Seeing as I'm probably already on double-secret probation from certain concerned feminist blogger's collectives... for my panties, references to titty-fucking, not to mention my occasional admiration for things George Will has said, I might as well come clean and admit the rest.
1. I love the blog Hot Chicks with Douchebags, the sole purpose of which is to deride scenes like this:
Yes he is a douchebag. And yes, from the safety and comfort of your laptop screen*, the two young women have, as the auteur of HCwDB, Douchebag 1, would say, "poetic boobies of boobage poetry."
*In other words, you don't have to attempt conversation with them about YOUR latest post quoting George Will. Do. Not. Attempt.
I can only read HDwDB about once a week. Otherwise my sides hurt too badly. And you are either like me and applaud DB1's book deal as a victory for all of us, or you think it another end of civilization as we know it. Okay.
2. I'm addicted to the morning drive show Lex and Terry. Not only is it occasionally eye-rolling sexist (Drunk Bitch Friday is particularly unfunny on the face of it, I admit) it is a, (gag) ClearChannel product. And I can't get enough.
Lex and Terry are guys. They talk sports, and I don't know what they are talking about, and I absorb the testosterone like a sponge anyway. They give love advice to men and women. (And in a great irony, they seem to assume that all of their women callers are hot chicks and their men callers are douchebags, unless proven otherwise. Women callers who clearly use men or are otherwise treating fellow human beings poorly get called on it. Men callers who claim to be in monogamous relationships are told to behave like adults. It's very refreshing.)
Sue me. I can't get all uppity about two guys whose website has a countdown clock like this:
3. I love love love certain men's magazines.

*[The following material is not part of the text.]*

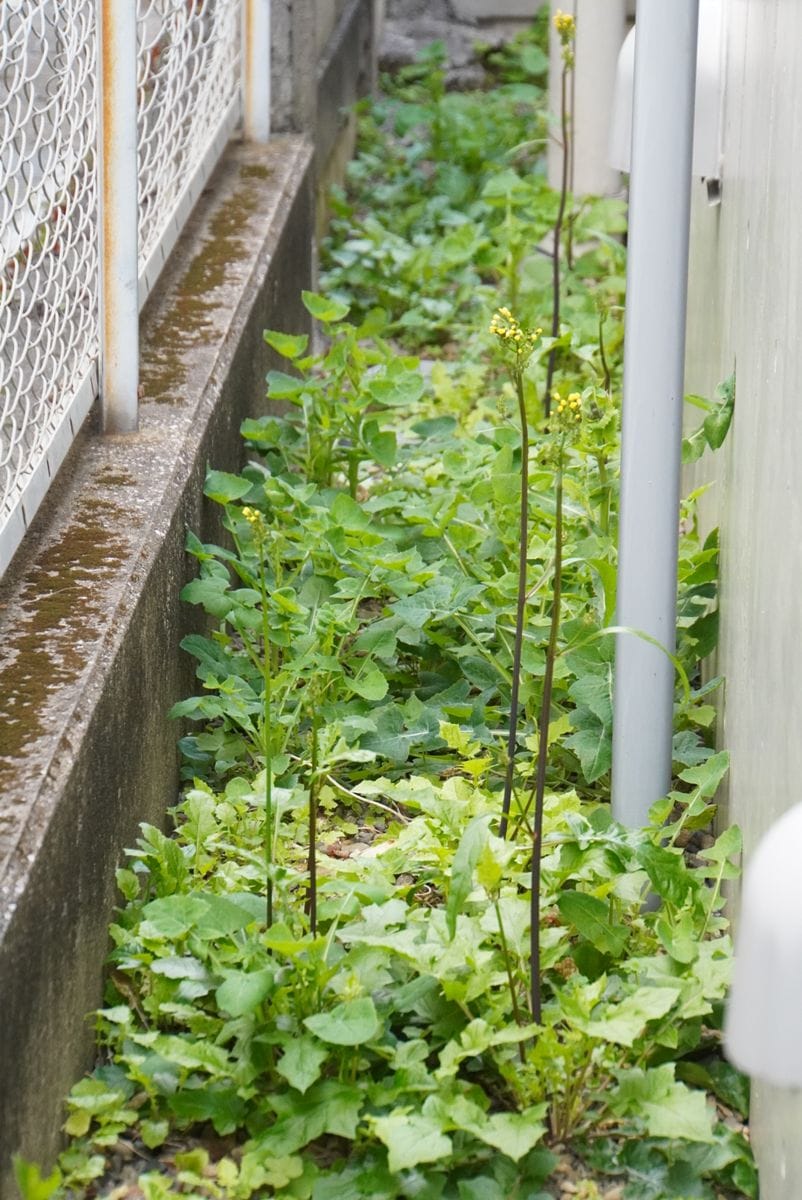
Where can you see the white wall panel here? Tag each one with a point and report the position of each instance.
(746, 288)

Yeah Maxim (aka the magazine for guys who can only aspire to be douchebags) stays on the magazine rack unread. But given the choice between Mother Jones and Esquire, I pick the "Women We Love" issue every. single. time. Ditto for GQ. The November issue of Esquire is typically good, and not just for its profile of Dennis and Elizabeth Kucinich (which is not online, dang it). I love their section called "The Vocabulary": "Yeatsian pounce" is reading Yeats or other like poets to "warm the cockles of both her heart and her loins." Hardly something that would impress a "hot chick" but would a "brainy chick" if you did it right. And then there's "Yoko," who is this,
But is also:
(n.) nickname for any woman who is a major force in her husband's personal and public life, significantly shaping his image and career through force of will, personality, or a whole lot of red hair. Can be added to the last name for comedic effect: "Yoko Bryant," "Yoko Kucinich."
I like new words and stuff. I also like letters sections that have the cahones to run "Context-Free Highlights from Letters We're Not Running."

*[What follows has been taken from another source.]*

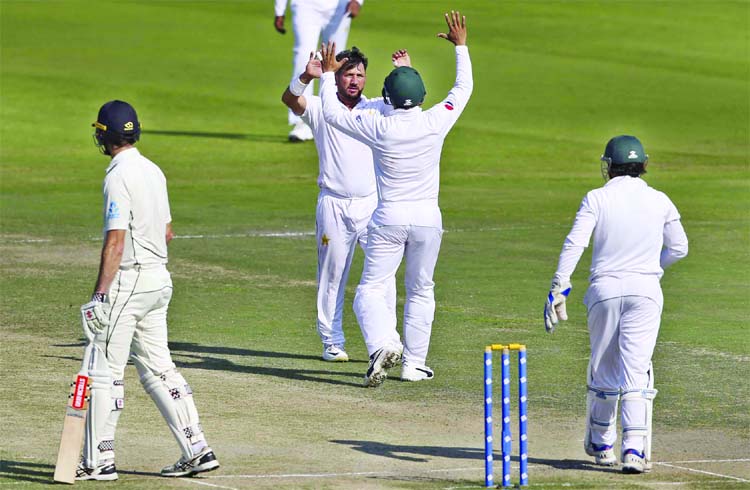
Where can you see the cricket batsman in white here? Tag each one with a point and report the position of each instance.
(127, 315)
(407, 222)
(637, 234)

All of this brings me to two life experiences. I remember in 9th grade thinking I would go to Smith College (I was a legacy, my paternal grandmother was class of '20 and great aunt somewhere around there, too.) By tenth grade I realized that every friend I had was a boy. I didn't talk to girls at school very much at all. Ever. I did not apply to Smith.

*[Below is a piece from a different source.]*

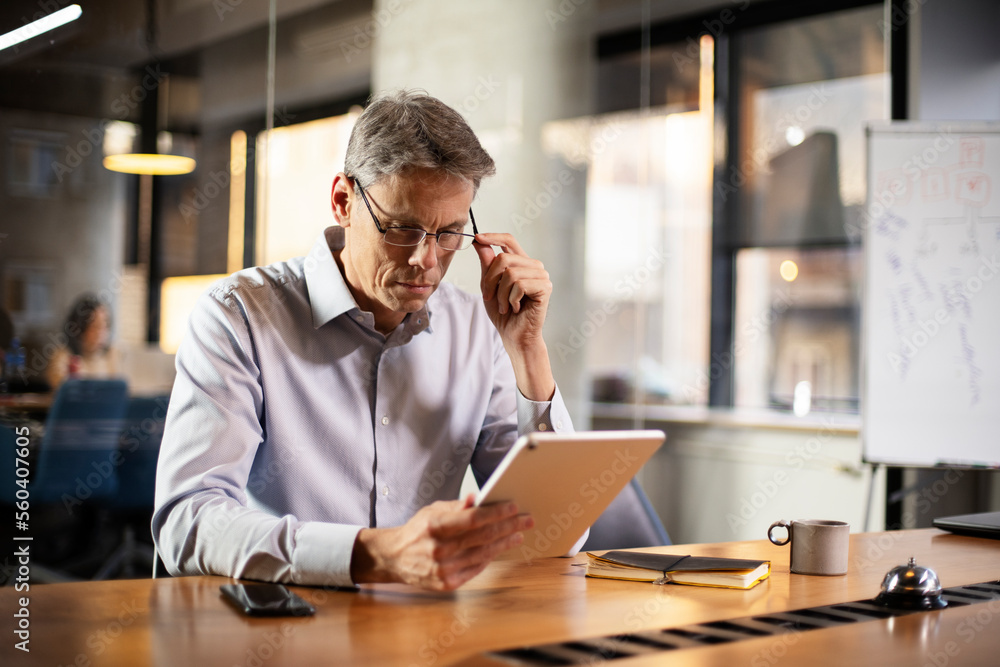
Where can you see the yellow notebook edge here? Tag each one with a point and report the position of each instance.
(765, 575)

I also remember when the National Museum of Women in the Arts opened several years ago. My mother, an artist and a fine one her own self, said she would not want to be included in such a project. She called it a ghetto.
Not gonna separate ourselves from the menfolk, is what it means. Take it, Patty Loveless:
There are lots of women's writing essays about male language power versus female language power. Ursula K. LeGuin's Bryn Mawr commencement address in 1986 is a classic example.
You came here to college to learn the language of power - to be empowered. If you want to succeed in business, government, law, engineering, science, education, the media, if you want to succeed, you have to be fluent in the language in which "success" is a meaningful word. ...
Is that what this is about though? That good funny writing based on politics and social commentary must somehow come from dominant paradigm (meaning male) language?
I don't think that's it.
It's true, dear reader, I do not know exactly where this essay is going, but I don't want it to turn into a 1980's graduate school paper: Blogs, Boobs, Brains and Bravery: Humor and Gender in Early 21st Century Electronic Media. Don't make me write what I wouldn't want to read. No, this essay is all about ME.
And yet someone (okay yeah a guy) told me recently that the appeal of my blog to male readers is that many men can't talk politics with their girlfriends and I'm a surrogate. Oh really?
I've been working on this post for about three days and as one friend told me, "Leonardo said art is never finished, only abandoned." So here. We'll continue this conversation in comments.